Job 21:26
People Live and Die Differently
No one can tell God how to deal with people. It is presumptuous to think that God should behave the way we think He should behave. This is a form of “teaching God” (Job 21:22). God is the Judge of even the highest created beings, the angels. So who can tell Him how He should do His work? No one, of course. God knows what He does when He allows the wicked to live, sometimes for a long time, sometimes for a short time. Therefore, the friends’ assertion that judgment in this life is always a sign of sin and prosperity of righteousness is false. It is good not to judge anything before time (1Cor 4:5).There is much inequality in dying and the life that preceded it, Job says to his friends.
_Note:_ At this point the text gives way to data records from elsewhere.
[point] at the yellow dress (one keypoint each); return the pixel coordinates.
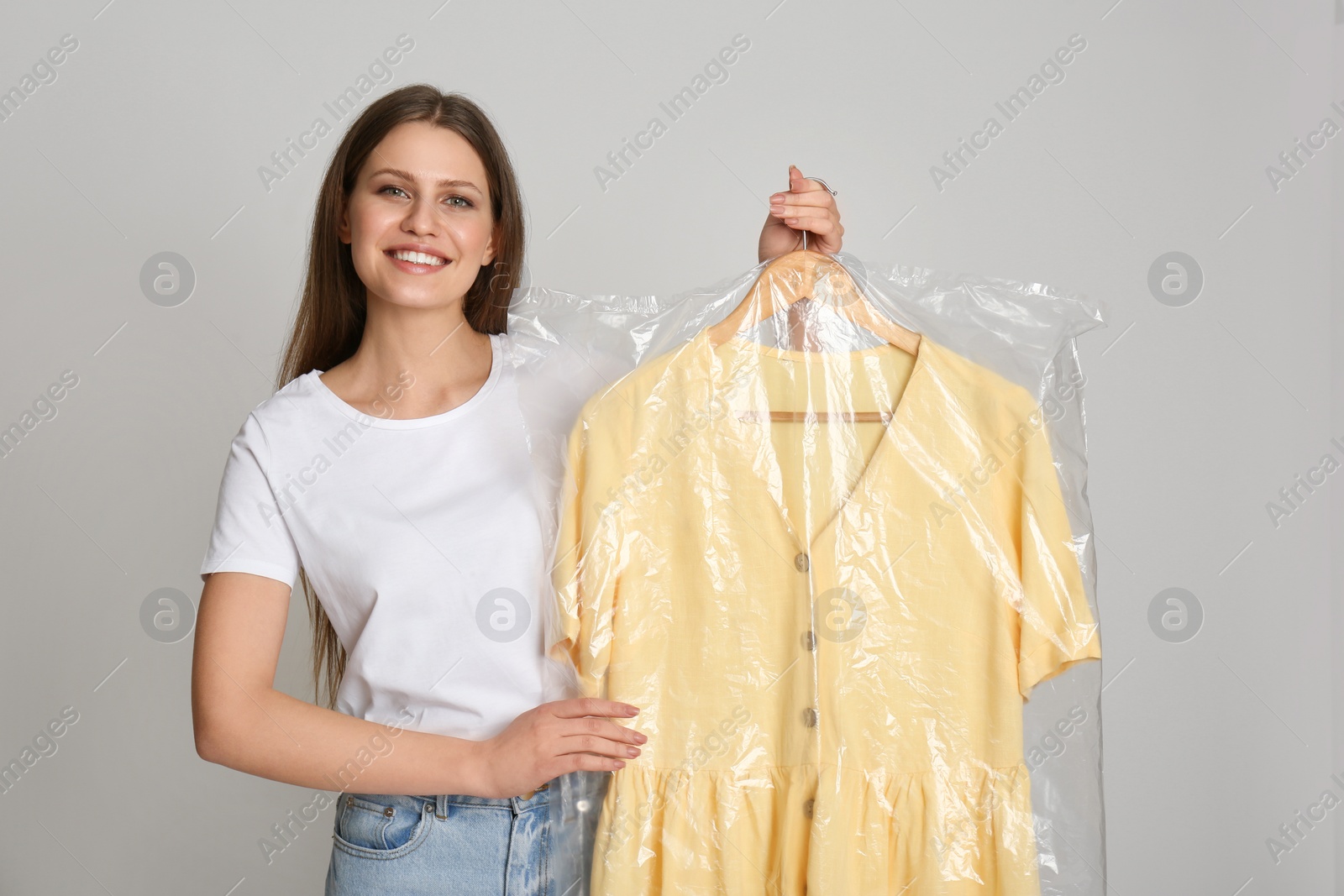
(831, 627)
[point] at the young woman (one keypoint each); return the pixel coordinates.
(389, 476)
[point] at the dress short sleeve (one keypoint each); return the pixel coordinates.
(586, 563)
(1058, 629)
(250, 533)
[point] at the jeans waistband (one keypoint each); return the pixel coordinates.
(515, 804)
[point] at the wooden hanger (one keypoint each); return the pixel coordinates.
(790, 278)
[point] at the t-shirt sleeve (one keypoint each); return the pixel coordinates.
(250, 533)
(1057, 629)
(586, 558)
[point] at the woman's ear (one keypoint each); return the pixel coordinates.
(491, 246)
(343, 223)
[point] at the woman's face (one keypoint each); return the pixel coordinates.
(423, 190)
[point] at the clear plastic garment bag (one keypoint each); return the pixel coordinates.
(827, 526)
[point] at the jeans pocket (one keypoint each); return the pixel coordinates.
(382, 825)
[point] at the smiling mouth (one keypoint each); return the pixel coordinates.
(417, 259)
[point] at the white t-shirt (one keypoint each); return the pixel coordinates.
(421, 537)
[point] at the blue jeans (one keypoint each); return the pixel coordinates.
(396, 846)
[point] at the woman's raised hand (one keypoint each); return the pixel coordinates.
(806, 206)
(554, 739)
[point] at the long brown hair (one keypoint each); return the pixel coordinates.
(329, 322)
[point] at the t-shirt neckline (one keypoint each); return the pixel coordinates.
(414, 422)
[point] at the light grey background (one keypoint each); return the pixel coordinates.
(1158, 140)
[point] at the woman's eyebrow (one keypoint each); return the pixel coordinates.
(407, 176)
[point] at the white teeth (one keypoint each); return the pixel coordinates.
(418, 258)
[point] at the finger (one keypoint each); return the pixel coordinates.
(584, 762)
(581, 707)
(812, 223)
(820, 199)
(595, 745)
(602, 728)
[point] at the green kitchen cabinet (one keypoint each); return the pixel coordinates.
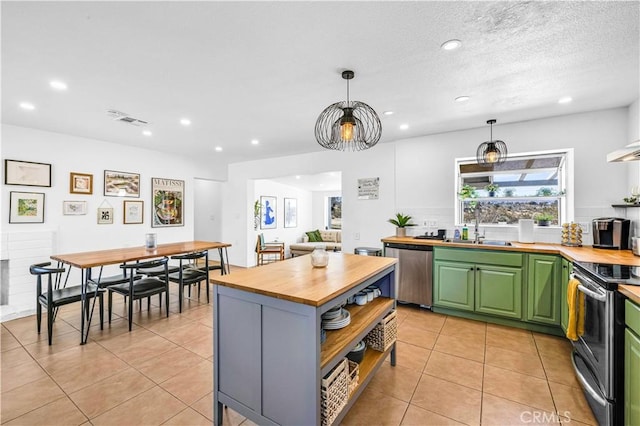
(498, 290)
(567, 268)
(632, 364)
(543, 288)
(453, 285)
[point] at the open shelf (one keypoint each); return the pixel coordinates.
(362, 317)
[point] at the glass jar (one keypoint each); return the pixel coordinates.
(319, 257)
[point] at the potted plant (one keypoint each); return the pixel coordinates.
(544, 219)
(401, 221)
(492, 188)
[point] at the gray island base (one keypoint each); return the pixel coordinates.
(268, 359)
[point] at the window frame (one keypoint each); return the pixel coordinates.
(565, 184)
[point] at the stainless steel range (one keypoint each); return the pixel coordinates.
(598, 355)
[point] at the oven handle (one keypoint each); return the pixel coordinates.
(594, 295)
(585, 385)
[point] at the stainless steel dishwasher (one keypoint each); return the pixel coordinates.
(415, 269)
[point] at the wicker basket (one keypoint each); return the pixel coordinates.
(384, 333)
(335, 392)
(353, 376)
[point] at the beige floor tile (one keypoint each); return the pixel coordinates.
(559, 368)
(106, 394)
(416, 336)
(152, 407)
(18, 375)
(369, 411)
(169, 364)
(498, 411)
(520, 362)
(192, 383)
(455, 369)
(416, 416)
(571, 403)
(461, 346)
(517, 387)
(190, 417)
(464, 327)
(410, 356)
(61, 411)
(26, 398)
(448, 399)
(7, 341)
(398, 382)
(510, 338)
(552, 345)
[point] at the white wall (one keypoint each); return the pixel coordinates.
(67, 154)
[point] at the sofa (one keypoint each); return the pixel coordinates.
(331, 240)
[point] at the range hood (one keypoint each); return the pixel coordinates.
(630, 152)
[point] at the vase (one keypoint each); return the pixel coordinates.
(319, 257)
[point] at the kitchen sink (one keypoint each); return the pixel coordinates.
(481, 242)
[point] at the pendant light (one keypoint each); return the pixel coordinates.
(492, 151)
(348, 125)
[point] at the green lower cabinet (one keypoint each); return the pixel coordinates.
(567, 268)
(631, 378)
(499, 291)
(453, 285)
(543, 289)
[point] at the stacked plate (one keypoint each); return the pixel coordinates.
(334, 320)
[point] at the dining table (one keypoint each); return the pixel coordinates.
(87, 260)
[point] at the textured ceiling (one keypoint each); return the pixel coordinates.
(265, 70)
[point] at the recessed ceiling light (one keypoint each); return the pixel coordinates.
(58, 85)
(451, 44)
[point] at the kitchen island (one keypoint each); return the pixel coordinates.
(269, 361)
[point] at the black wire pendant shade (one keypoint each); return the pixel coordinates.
(348, 125)
(492, 151)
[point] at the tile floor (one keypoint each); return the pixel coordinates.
(449, 371)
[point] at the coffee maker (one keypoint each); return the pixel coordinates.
(611, 233)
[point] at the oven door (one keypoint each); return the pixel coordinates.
(595, 345)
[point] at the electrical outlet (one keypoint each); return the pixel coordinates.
(584, 226)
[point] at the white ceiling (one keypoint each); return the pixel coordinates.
(265, 70)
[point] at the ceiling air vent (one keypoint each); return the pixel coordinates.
(126, 118)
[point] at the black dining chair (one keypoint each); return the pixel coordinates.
(58, 294)
(139, 287)
(191, 273)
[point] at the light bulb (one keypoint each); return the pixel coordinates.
(346, 131)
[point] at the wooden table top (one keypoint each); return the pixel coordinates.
(90, 259)
(297, 281)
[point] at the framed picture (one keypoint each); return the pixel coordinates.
(290, 212)
(167, 207)
(74, 207)
(268, 219)
(121, 184)
(26, 207)
(80, 183)
(27, 173)
(105, 215)
(133, 212)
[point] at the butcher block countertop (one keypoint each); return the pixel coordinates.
(578, 254)
(297, 281)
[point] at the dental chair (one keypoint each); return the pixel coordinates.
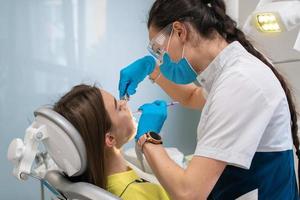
(52, 151)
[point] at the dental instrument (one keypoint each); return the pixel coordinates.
(139, 112)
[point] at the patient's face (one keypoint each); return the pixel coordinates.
(124, 127)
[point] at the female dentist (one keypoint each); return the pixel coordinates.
(248, 123)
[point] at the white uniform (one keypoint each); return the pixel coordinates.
(245, 120)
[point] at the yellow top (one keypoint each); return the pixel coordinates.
(136, 190)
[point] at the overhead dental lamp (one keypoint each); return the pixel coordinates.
(271, 17)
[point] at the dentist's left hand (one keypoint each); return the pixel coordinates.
(152, 118)
(134, 73)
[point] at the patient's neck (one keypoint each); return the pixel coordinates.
(114, 162)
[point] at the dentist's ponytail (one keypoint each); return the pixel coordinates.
(208, 17)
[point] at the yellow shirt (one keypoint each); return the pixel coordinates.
(117, 183)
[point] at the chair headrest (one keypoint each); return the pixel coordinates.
(64, 143)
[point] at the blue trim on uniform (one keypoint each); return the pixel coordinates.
(272, 173)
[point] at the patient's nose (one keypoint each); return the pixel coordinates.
(123, 104)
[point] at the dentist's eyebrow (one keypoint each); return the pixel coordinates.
(116, 106)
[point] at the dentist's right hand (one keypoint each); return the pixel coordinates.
(152, 118)
(134, 73)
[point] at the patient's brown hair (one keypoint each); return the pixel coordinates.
(83, 107)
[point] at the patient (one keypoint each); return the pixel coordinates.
(105, 125)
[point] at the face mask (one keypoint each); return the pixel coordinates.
(180, 72)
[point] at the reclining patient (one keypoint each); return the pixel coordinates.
(105, 125)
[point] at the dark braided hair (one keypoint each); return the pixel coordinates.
(207, 17)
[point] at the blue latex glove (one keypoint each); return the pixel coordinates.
(152, 118)
(133, 74)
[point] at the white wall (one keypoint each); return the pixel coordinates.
(48, 46)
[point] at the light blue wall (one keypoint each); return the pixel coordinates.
(48, 46)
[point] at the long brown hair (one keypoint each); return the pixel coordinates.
(208, 16)
(83, 107)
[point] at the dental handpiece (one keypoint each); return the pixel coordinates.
(138, 112)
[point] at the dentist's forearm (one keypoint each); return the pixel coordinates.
(189, 95)
(171, 176)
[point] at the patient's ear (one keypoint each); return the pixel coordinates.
(110, 140)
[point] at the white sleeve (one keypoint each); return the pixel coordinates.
(236, 117)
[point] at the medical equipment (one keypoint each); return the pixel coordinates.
(64, 155)
(275, 16)
(139, 112)
(158, 44)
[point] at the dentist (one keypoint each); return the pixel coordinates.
(248, 123)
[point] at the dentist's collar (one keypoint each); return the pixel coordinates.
(214, 69)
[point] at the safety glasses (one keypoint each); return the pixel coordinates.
(158, 44)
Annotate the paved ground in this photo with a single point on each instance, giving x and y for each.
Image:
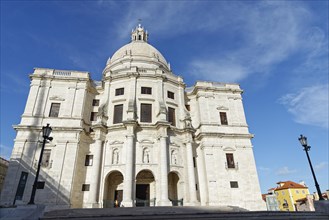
(25, 212)
(144, 213)
(33, 212)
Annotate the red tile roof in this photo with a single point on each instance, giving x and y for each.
(290, 185)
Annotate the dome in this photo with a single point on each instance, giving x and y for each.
(138, 49)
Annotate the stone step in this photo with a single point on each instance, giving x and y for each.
(231, 213)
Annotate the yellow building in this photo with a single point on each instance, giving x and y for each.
(287, 192)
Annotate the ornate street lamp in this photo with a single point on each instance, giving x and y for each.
(46, 130)
(303, 142)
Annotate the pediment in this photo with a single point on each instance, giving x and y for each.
(115, 142)
(146, 141)
(221, 107)
(229, 148)
(56, 98)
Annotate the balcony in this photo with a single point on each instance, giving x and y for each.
(232, 166)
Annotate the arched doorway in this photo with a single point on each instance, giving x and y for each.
(173, 180)
(145, 188)
(113, 190)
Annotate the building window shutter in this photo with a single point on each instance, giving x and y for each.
(119, 91)
(93, 116)
(234, 184)
(96, 102)
(85, 187)
(146, 90)
(54, 109)
(146, 113)
(118, 113)
(223, 118)
(46, 158)
(230, 161)
(171, 116)
(171, 95)
(89, 160)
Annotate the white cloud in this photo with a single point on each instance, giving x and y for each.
(309, 106)
(265, 169)
(322, 165)
(285, 171)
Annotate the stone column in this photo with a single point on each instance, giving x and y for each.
(96, 171)
(164, 201)
(128, 178)
(202, 177)
(191, 175)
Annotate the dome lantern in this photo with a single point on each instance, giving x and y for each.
(139, 34)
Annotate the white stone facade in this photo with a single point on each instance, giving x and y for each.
(167, 145)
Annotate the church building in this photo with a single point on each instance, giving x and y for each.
(138, 137)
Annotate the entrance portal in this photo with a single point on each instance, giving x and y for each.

This concerns not only age – one dies young, the other old – but also circumstances. A person can die in the strength of his life, without having known any worries (Job 21:23). He has also lived in peace, without fear. His circumstances do not at all indicate anything of God’s anger that would rest upon him and come upon him through his death. That his pails are full of milk (as it also can be translated) prove that his cows produce a lot of milk (Job 21:24). He himself is in good health and full of life when he dies.Another, on the other hand, dies very differently. He dies in bitterness of soul (Job 21:25). The life he has had has been a life of misery. He has not eaten of the good. He had little or no pleasure during his life, but was filled with sorrow. That is a big difference in the life and death of two people.It’s different in their deaths. After their death they lie together in the dust of death, in the grave (Job 21:26). Their fate is equal then. Both are covered with and eaten by worms (Isa 14:11). In the realm of the dead, all the wicked are equal. Prosperity or adversity in life does not give one a better place in the realm of the dead than the other. The bed of feathers of the rich and the bed of straw of the poor is changed in death for both into the dust of the earth. They lie down in it. The silk covering under which the rich one has lain and the rag covering under which the poor one has lain has turned into worms for both of them.